Icing Calibration Testing

Iced lightning for fighter destined for HMS Queen Elizabeth

Published: 04 Feb 2015

From Royal Navy

Ice encases the nose of an F-35B Lightning II as the jet undergoes extreme weather testing.

The new joint striker fighter destined for the Royal Navy’s HMS Queen Elizabeth and HMS Prince of Wales aircraft carriers was subjected to temperatures ranging from 120°F to -40°F in a climatic laboratory at Eglin Air Force Base in Florida.

As well as ice, the fight-generation stealth aircraft was tested in wind, solar radiation, fog, humidity, rain, freezing rain, icing cloud and snow.

“While we are testing in the world’s largest climatic testing chamber, we’re pushing the F-35 to its environmental limits,” said F-35 test pilot Billie Flynn, who performed extreme cold testing on the aircraft.

We’re pushing the F-35 to its environmental limits.

Billie Flynn, test pilot

“To this point, the aircraft’s performance is meeting expectations”, Flynn said. “It has flown in more than 100 degree heat while also flying in bitter sub-zero temperatures.

“In its final days of testing, it will fly through ice and other conditions such as driving rain with hurricane force winds.

 “We are learning more and more about the aircraft every day.

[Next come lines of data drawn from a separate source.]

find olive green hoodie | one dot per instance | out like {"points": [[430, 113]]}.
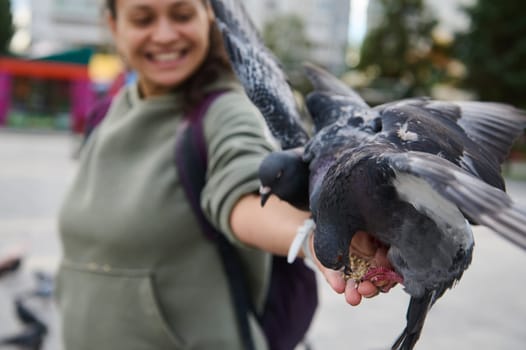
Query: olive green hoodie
{"points": [[137, 273]]}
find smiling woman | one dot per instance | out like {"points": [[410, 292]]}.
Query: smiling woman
{"points": [[164, 41], [137, 271]]}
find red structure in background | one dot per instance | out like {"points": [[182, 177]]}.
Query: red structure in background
{"points": [[74, 77]]}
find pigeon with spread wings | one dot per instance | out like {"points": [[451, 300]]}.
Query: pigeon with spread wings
{"points": [[412, 174]]}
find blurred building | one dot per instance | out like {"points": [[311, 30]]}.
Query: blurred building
{"points": [[326, 22], [63, 24], [448, 13]]}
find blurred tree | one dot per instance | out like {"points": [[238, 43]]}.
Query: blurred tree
{"points": [[494, 50], [286, 37], [397, 51], [6, 26]]}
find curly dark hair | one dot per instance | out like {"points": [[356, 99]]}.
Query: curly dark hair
{"points": [[215, 64]]}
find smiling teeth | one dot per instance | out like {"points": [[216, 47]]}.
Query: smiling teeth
{"points": [[164, 57]]}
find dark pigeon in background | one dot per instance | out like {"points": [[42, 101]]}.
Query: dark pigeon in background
{"points": [[410, 173]]}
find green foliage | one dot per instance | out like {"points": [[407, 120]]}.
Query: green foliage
{"points": [[494, 50], [6, 26], [398, 49], [286, 37]]}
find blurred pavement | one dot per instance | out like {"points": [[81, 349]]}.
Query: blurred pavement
{"points": [[486, 310]]}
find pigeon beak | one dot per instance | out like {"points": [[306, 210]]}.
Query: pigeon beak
{"points": [[265, 193]]}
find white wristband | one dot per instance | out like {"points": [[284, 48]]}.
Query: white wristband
{"points": [[301, 241]]}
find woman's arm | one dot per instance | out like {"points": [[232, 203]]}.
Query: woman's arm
{"points": [[273, 229]]}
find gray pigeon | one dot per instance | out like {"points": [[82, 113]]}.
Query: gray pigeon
{"points": [[411, 173]]}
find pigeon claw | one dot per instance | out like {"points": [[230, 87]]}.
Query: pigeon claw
{"points": [[265, 193]]}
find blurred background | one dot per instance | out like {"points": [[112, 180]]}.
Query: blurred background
{"points": [[56, 61]]}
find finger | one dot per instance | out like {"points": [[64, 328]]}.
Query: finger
{"points": [[367, 289], [351, 293], [335, 280]]}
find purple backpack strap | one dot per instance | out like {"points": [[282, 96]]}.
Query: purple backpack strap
{"points": [[191, 162], [292, 297]]}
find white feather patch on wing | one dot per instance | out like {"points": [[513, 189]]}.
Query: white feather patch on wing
{"points": [[405, 135], [426, 200]]}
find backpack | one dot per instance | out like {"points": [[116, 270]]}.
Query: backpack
{"points": [[292, 295]]}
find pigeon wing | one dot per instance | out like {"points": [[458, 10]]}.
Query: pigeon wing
{"points": [[492, 126], [260, 74], [482, 203]]}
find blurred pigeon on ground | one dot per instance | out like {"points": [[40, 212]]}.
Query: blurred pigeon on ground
{"points": [[410, 173], [260, 73], [32, 337]]}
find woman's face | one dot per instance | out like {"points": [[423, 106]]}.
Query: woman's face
{"points": [[164, 41]]}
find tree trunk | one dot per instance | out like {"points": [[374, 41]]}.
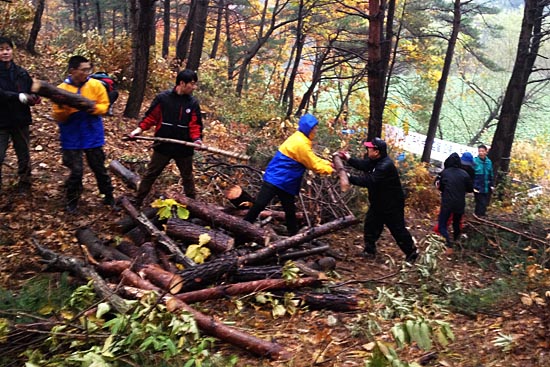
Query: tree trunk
{"points": [[159, 236], [182, 46], [238, 197], [61, 96], [215, 45], [36, 25], [241, 228], [199, 30], [146, 16], [128, 176], [342, 174], [528, 47], [243, 288], [96, 247], [166, 24], [442, 85], [187, 231]]}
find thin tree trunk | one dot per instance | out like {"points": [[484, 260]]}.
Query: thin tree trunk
{"points": [[36, 25], [199, 31], [528, 47], [442, 85]]}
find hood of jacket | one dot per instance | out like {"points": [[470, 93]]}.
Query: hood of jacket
{"points": [[452, 161], [307, 123]]}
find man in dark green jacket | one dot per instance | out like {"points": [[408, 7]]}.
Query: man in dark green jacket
{"points": [[15, 119]]}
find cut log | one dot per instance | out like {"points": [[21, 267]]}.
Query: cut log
{"points": [[274, 248], [113, 267], [212, 271], [219, 330], [75, 266], [128, 277], [159, 236], [304, 253], [129, 249], [138, 235], [61, 96], [128, 223], [341, 171], [328, 301], [241, 228], [128, 176], [275, 214], [164, 279], [187, 231], [244, 288], [238, 197], [96, 247]]}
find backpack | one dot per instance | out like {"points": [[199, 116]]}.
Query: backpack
{"points": [[105, 79]]}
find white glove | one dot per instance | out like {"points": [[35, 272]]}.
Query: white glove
{"points": [[23, 98], [137, 131]]}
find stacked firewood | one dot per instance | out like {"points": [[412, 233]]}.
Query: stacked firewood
{"points": [[245, 259]]}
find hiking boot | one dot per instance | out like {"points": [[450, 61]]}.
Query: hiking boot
{"points": [[411, 258], [109, 200], [72, 208], [368, 255]]}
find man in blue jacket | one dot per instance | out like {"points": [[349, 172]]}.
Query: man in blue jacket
{"points": [[15, 119], [283, 175], [483, 181], [82, 133]]}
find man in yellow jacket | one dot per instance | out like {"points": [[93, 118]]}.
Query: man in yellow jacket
{"points": [[283, 175], [81, 133]]}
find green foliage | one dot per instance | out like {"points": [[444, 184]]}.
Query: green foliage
{"points": [[488, 299], [170, 208], [40, 295], [147, 335], [385, 356]]}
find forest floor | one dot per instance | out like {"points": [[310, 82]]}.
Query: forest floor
{"points": [[315, 338]]}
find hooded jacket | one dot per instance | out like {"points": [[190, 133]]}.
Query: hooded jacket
{"points": [[294, 156], [454, 183], [483, 178], [381, 178], [174, 116], [80, 129], [14, 80]]}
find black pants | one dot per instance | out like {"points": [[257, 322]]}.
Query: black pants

The future warfighters can be confident the F-35 will perform in any condition they find themselves in.”

With 13 countries currently involved with the program, the F-35 must be tested in meteorological conditions representative of those locations from which it will operate, ranging from the heat of the Outback of Australia to the bitter cold of the Arctic Circle above Canada and Norway.

“We’ve designed an environment here at the chamber where we can simulate virtually any weather condition – all while flying the jet at full power in either conventional or vertical takeoff mode,” said Dwayne Bell, McKinley Climatic Laboratory technical chief.

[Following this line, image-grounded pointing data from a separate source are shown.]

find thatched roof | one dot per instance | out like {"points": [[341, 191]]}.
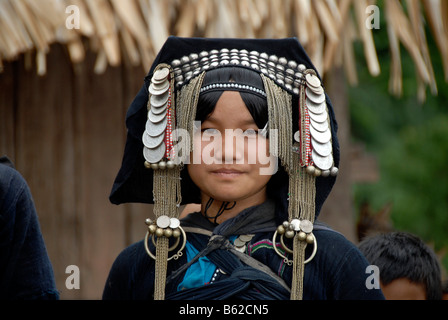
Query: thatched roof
{"points": [[135, 29]]}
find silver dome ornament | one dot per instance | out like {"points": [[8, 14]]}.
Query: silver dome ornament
{"points": [[334, 171], [155, 154], [323, 163], [323, 149], [156, 129], [159, 100], [152, 142], [156, 118]]}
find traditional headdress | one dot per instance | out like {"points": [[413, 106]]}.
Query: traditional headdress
{"points": [[299, 111]]}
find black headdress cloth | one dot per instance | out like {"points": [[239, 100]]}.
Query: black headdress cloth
{"points": [[134, 182]]}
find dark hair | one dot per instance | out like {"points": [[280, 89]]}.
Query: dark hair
{"points": [[403, 255], [256, 105]]}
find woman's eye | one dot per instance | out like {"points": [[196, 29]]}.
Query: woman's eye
{"points": [[210, 131], [250, 132]]}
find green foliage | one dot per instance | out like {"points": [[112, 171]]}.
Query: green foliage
{"points": [[411, 142]]}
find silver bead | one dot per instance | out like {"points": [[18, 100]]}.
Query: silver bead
{"points": [[184, 60], [170, 164], [175, 63], [159, 232], [310, 170], [334, 171], [162, 165], [290, 234], [154, 166], [301, 235], [309, 239], [281, 230]]}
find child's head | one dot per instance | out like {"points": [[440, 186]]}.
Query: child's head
{"points": [[409, 269], [232, 113]]}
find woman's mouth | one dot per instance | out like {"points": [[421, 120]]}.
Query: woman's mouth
{"points": [[227, 173]]}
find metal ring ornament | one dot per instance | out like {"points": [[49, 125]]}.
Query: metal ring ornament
{"points": [[175, 256], [285, 259]]}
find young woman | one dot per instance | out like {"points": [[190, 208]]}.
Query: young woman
{"points": [[243, 128]]}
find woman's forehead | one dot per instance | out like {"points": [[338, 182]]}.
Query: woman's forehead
{"points": [[231, 109]]}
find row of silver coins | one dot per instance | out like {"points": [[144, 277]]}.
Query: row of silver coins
{"points": [[287, 73], [154, 134]]}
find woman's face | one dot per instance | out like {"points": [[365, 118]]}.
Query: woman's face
{"points": [[234, 157]]}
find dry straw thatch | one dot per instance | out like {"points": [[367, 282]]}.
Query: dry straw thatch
{"points": [[134, 30]]}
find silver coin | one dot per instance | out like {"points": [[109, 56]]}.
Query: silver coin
{"points": [[174, 223], [296, 224], [239, 243], [318, 117], [156, 129], [323, 149], [158, 110], [322, 137], [159, 89], [156, 118], [306, 226], [152, 142], [323, 163], [319, 90], [319, 126], [312, 80], [161, 74], [297, 136], [163, 222], [314, 107], [317, 99], [159, 100], [154, 155], [241, 249], [246, 237]]}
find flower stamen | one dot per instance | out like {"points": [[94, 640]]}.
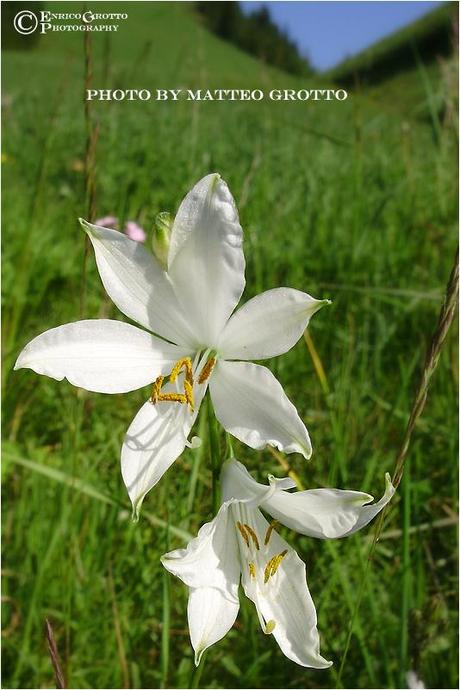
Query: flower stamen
{"points": [[243, 533], [273, 565], [252, 534], [156, 388], [184, 363], [269, 531], [185, 397], [207, 370]]}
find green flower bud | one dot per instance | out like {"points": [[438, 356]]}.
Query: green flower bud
{"points": [[160, 238]]}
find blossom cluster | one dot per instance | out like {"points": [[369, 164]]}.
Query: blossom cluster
{"points": [[190, 342]]}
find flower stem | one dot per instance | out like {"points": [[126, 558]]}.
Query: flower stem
{"points": [[196, 673], [214, 453]]}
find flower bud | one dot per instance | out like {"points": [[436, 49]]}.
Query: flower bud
{"points": [[160, 238]]}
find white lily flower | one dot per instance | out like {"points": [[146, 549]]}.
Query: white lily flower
{"points": [[239, 542], [189, 304]]}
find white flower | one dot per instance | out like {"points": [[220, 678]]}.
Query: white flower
{"points": [[190, 307], [239, 542]]}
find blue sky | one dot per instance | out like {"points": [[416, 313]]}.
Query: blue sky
{"points": [[328, 32]]}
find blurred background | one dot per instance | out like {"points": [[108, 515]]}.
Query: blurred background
{"points": [[353, 200]]}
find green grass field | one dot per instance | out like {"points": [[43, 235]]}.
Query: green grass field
{"points": [[355, 201]]}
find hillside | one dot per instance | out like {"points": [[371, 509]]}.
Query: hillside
{"points": [[351, 200]]}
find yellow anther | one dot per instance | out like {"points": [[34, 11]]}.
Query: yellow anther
{"points": [[186, 364], [277, 564], [243, 533], [156, 388], [253, 535], [185, 397], [270, 626], [207, 370], [269, 531], [172, 397], [188, 388], [273, 565]]}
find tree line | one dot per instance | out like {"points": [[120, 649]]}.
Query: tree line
{"points": [[255, 33]]}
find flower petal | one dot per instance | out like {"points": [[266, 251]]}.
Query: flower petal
{"points": [[211, 614], [100, 355], [206, 260], [283, 602], [268, 325], [238, 484], [211, 558], [326, 513], [137, 284], [156, 437], [250, 404]]}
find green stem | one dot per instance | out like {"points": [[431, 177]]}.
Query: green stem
{"points": [[196, 673], [165, 633], [215, 459]]}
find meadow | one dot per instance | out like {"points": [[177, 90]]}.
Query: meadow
{"points": [[355, 201]]}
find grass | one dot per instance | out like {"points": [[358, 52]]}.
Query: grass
{"points": [[355, 201]]}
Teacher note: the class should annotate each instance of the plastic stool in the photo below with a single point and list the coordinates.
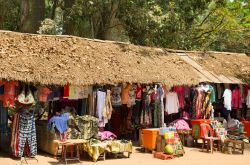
(72, 147)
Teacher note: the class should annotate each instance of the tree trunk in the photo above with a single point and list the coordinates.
(31, 16)
(53, 10)
(38, 14)
(68, 25)
(108, 21)
(24, 24)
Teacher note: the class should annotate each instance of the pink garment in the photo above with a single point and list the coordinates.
(198, 105)
(180, 124)
(180, 90)
(236, 99)
(105, 135)
(43, 94)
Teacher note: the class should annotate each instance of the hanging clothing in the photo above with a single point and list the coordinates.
(116, 96)
(138, 93)
(125, 94)
(160, 96)
(66, 91)
(145, 118)
(227, 95)
(101, 100)
(73, 95)
(197, 103)
(172, 103)
(108, 107)
(207, 106)
(9, 93)
(131, 94)
(219, 91)
(43, 93)
(236, 99)
(180, 90)
(212, 95)
(24, 134)
(248, 99)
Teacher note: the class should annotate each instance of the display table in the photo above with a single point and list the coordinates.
(96, 148)
(149, 137)
(71, 145)
(197, 132)
(182, 133)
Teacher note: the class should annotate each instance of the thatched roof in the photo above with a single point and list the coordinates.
(57, 60)
(227, 67)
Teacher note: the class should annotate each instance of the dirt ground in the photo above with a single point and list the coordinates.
(193, 156)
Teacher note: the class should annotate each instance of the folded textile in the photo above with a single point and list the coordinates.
(60, 122)
(180, 124)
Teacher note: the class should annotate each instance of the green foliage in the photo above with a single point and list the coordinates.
(222, 25)
(10, 14)
(49, 26)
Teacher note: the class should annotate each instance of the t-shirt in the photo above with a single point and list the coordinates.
(248, 99)
(66, 91)
(236, 100)
(116, 96)
(138, 93)
(212, 96)
(132, 96)
(9, 93)
(227, 95)
(43, 93)
(83, 92)
(172, 103)
(125, 94)
(73, 92)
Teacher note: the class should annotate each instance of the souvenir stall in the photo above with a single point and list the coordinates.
(220, 104)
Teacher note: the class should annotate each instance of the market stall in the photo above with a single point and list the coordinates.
(68, 88)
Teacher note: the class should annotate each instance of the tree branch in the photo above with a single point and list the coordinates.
(210, 31)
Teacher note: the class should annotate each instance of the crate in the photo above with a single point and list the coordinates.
(197, 132)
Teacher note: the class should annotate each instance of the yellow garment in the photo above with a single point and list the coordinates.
(95, 149)
(98, 148)
(116, 146)
(107, 112)
(73, 92)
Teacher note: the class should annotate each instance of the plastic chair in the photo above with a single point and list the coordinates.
(209, 139)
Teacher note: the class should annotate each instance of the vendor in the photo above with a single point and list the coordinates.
(60, 122)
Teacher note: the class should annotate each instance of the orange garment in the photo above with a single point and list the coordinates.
(43, 93)
(125, 94)
(9, 93)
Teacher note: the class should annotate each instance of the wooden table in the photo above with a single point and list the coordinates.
(183, 133)
(73, 144)
(234, 143)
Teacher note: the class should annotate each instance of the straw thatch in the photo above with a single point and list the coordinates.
(60, 59)
(223, 63)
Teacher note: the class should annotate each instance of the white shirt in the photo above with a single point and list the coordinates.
(227, 95)
(172, 103)
(248, 99)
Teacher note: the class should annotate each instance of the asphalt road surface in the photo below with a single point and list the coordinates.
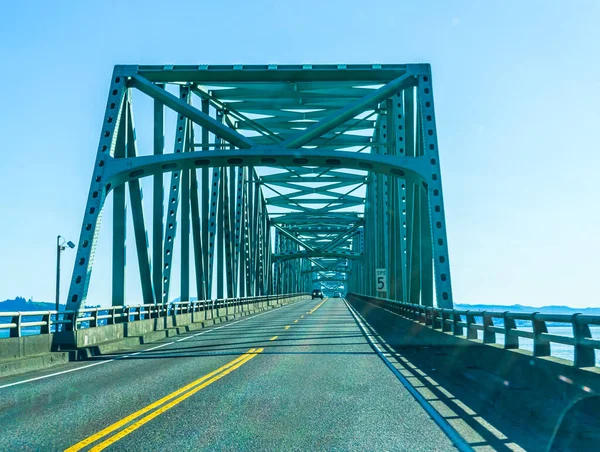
(301, 377)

The aircraft was taken to Eglin from the F-35 Patuxent River Integrated Test Force in Maryland to the U.S. Air Force 96th Test Wing’s McKinley Climatic Laboratory, which supports all-weather testing of weapon systems to ensure they function regardless of climatic conditions.

Since December 2006, the F-35 Lightning II has surpassed 25,000 combined flight hours with 16,200 hours in the F-35 military fleet aircraft and 8,950 hours of System Development and Demonstration (SDD) testing.

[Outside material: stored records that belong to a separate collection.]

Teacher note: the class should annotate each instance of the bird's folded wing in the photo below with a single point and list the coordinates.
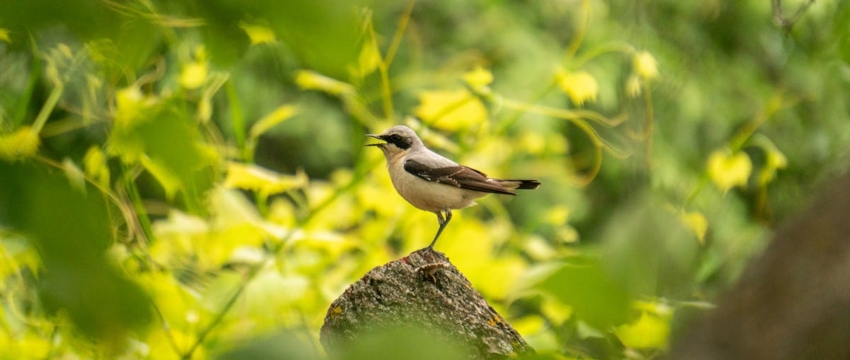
(458, 176)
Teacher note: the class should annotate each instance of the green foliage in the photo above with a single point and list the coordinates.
(187, 179)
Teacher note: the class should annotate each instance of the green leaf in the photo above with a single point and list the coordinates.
(163, 137)
(594, 296)
(72, 230)
(279, 115)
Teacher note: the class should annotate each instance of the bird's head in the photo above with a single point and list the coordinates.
(398, 139)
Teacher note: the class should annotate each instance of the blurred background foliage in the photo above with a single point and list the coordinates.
(188, 179)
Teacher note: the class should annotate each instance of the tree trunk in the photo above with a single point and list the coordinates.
(791, 303)
(417, 307)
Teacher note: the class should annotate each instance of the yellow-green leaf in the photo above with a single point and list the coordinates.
(94, 164)
(369, 59)
(20, 144)
(774, 160)
(450, 109)
(309, 80)
(478, 77)
(194, 74)
(266, 182)
(74, 174)
(648, 332)
(697, 223)
(4, 35)
(277, 116)
(259, 34)
(728, 170)
(580, 86)
(633, 86)
(645, 65)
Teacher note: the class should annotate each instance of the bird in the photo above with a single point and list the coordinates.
(434, 183)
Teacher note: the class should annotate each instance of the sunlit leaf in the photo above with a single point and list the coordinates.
(309, 80)
(94, 164)
(774, 160)
(590, 292)
(130, 103)
(194, 74)
(17, 255)
(279, 115)
(164, 138)
(697, 223)
(645, 65)
(478, 78)
(648, 332)
(450, 109)
(21, 144)
(74, 174)
(580, 86)
(264, 181)
(633, 85)
(369, 59)
(728, 170)
(271, 291)
(258, 33)
(72, 231)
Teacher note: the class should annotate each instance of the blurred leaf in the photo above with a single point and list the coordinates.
(410, 342)
(309, 80)
(369, 58)
(645, 65)
(451, 110)
(633, 85)
(258, 33)
(194, 74)
(163, 137)
(697, 222)
(72, 231)
(283, 345)
(593, 295)
(580, 86)
(774, 159)
(320, 34)
(649, 250)
(728, 170)
(279, 115)
(648, 332)
(479, 79)
(75, 176)
(21, 144)
(266, 182)
(94, 163)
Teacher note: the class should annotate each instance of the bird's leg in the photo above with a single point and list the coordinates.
(443, 222)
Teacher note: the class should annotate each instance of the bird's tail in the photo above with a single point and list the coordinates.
(514, 184)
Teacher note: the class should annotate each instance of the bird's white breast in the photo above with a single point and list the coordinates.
(426, 195)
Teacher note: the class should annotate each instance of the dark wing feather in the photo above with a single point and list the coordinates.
(458, 176)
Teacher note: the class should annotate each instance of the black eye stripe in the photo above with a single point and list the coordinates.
(398, 140)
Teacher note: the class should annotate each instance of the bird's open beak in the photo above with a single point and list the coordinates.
(376, 137)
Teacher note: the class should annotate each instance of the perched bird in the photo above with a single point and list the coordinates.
(434, 183)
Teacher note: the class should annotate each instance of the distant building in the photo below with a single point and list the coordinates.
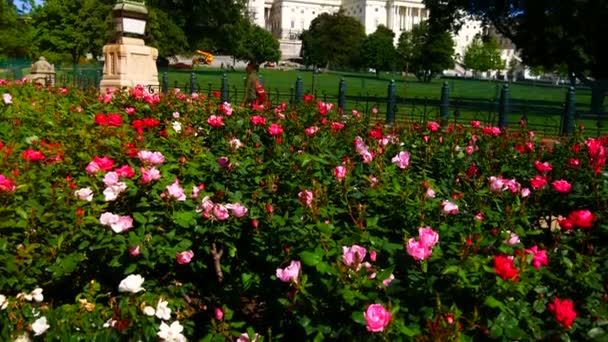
(286, 19)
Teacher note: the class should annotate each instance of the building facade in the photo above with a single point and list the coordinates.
(286, 19)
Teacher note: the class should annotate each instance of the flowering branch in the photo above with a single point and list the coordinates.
(217, 256)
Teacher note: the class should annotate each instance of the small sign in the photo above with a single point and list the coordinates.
(136, 26)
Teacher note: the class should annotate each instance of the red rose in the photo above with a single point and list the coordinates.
(505, 267)
(562, 186)
(581, 218)
(563, 311)
(114, 120)
(542, 167)
(538, 182)
(101, 119)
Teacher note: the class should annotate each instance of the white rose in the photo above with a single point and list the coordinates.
(162, 310)
(40, 326)
(23, 338)
(149, 311)
(37, 295)
(3, 302)
(131, 283)
(171, 333)
(84, 194)
(177, 126)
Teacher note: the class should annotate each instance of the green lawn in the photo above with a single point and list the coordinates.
(368, 84)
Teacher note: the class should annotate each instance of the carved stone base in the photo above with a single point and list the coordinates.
(128, 63)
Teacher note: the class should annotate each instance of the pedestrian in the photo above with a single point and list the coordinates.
(255, 95)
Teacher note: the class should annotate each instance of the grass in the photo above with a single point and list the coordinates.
(368, 84)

To date, 158 F-35 pilots and more than 1,650 engineers have graduated from training at Eglin AFB. The F-35 has completed multiple weapons tests as well as F-35B and F-35C first-life durability testing. 

Additionally, the test fleet has conducted two F-35B sea trials aboard the USS Wasp , and last November the F-35C completed its first sea trial aboard USS Nimitz.